What is “Submission”?
Submission is the act of giving up one’s control or authority to another. In the context of BDSM it is to give this control to a Dom or Master. In turn, they control the action, behavior, and mental state of the submissive.
Being submissive takes on many different forms in the BDSM community. By definition, it is being ready and willing to conform to the authority or a Dominant figure, but not all submissives are made equal. In fact, many submissives, also known as ‘subs,’ might be bratty or defiant in order to elicit a particular response from their Dom. Depending on the submissive their service to a Dom can be either psychological, physical, or both.
There are two main kinds of subs, session-based subs, and lifestyle subs:
Lifestyle-submissives tend to be constantly in service with a Dom. This can be a romantic partner, someone who’s not part of their daily life, or it can even be a non-sexual Dom/sub relationship. Lifestyle submissives are commonly referred to as “collared” as if they belong to a Dom or have a deeper ongoing connection and relationship with them. Lifestyle submissives have been depicted in mainstream movies such as The Secretary with Maggie Gyllenhall and James Spader as well as the wildly popular 50 Shades of Gray. Although 50 Shades of Gray is largely viewed by the BDSM community as an inaccurate representation of true lifestyle BDSM relationships and as abusive.
Session-based subs are only submissive in the context of a sexual or otherwise BDSM encounter. Being a sub during a session does not automatically make the person in that role as a lifestyle submissive. They can be what’s commonly referred to within the BDSM community as a switch, playing the role of Dom, sub, or neutral as their desire or situation permits. Submission often works inside a reward/punishment dynamic, which often fulfills the psychological needs of both the Dom and sub.

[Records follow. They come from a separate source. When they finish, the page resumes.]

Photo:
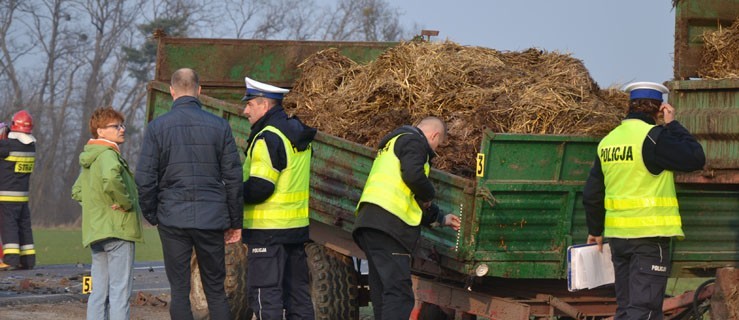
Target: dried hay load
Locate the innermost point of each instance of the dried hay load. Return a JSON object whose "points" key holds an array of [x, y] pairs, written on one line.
{"points": [[720, 58], [473, 89]]}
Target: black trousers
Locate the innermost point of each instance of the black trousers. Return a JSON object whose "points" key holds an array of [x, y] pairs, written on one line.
{"points": [[17, 236], [177, 245], [391, 289], [277, 279], [642, 266]]}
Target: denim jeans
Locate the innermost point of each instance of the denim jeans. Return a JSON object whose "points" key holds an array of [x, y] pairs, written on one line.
{"points": [[112, 279]]}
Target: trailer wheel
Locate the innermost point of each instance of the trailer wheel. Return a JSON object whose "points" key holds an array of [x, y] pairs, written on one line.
{"points": [[235, 284], [333, 283]]}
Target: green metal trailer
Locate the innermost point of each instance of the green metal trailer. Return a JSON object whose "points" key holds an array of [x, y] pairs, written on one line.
{"points": [[519, 214]]}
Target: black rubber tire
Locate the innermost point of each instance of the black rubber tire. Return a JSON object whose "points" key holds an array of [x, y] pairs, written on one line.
{"points": [[334, 283], [235, 285]]}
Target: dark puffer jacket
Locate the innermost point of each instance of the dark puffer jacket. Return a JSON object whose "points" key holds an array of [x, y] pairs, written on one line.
{"points": [[189, 171]]}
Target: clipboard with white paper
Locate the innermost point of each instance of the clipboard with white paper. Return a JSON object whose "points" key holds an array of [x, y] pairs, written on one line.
{"points": [[587, 268]]}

The psychological and sociological aspects of submission are a topic of intense debate among many subcultures, and being a sub is not limited to any specific gender, sexual orientation, or identity.
Ironically, one thing that the BDSM and fetish community agree on is that submissives are the ones who hold the true power, for if there was not someone to sub, there would be no Dom.
Dos, Don’ts & Tips
- Any kind of submission and Dominance should be done with the consent of both parties.
- Discussion as to what will occur should be discussed prior to play or a scene.
- Giving up power or authority does not entitle someone to do whatever they would like in a Dominant role.
- Understanding risks, guidelines, and having a negotiation as to what can or cannot occur during a scene is paramount.
Related Practices & Fetishes
The opposite of submission is dominance. Doms, Masters, and other similar roles become the authority figure in BDSM. It is through these roles that they may train slaves or submissives for sexual and psychological encounters.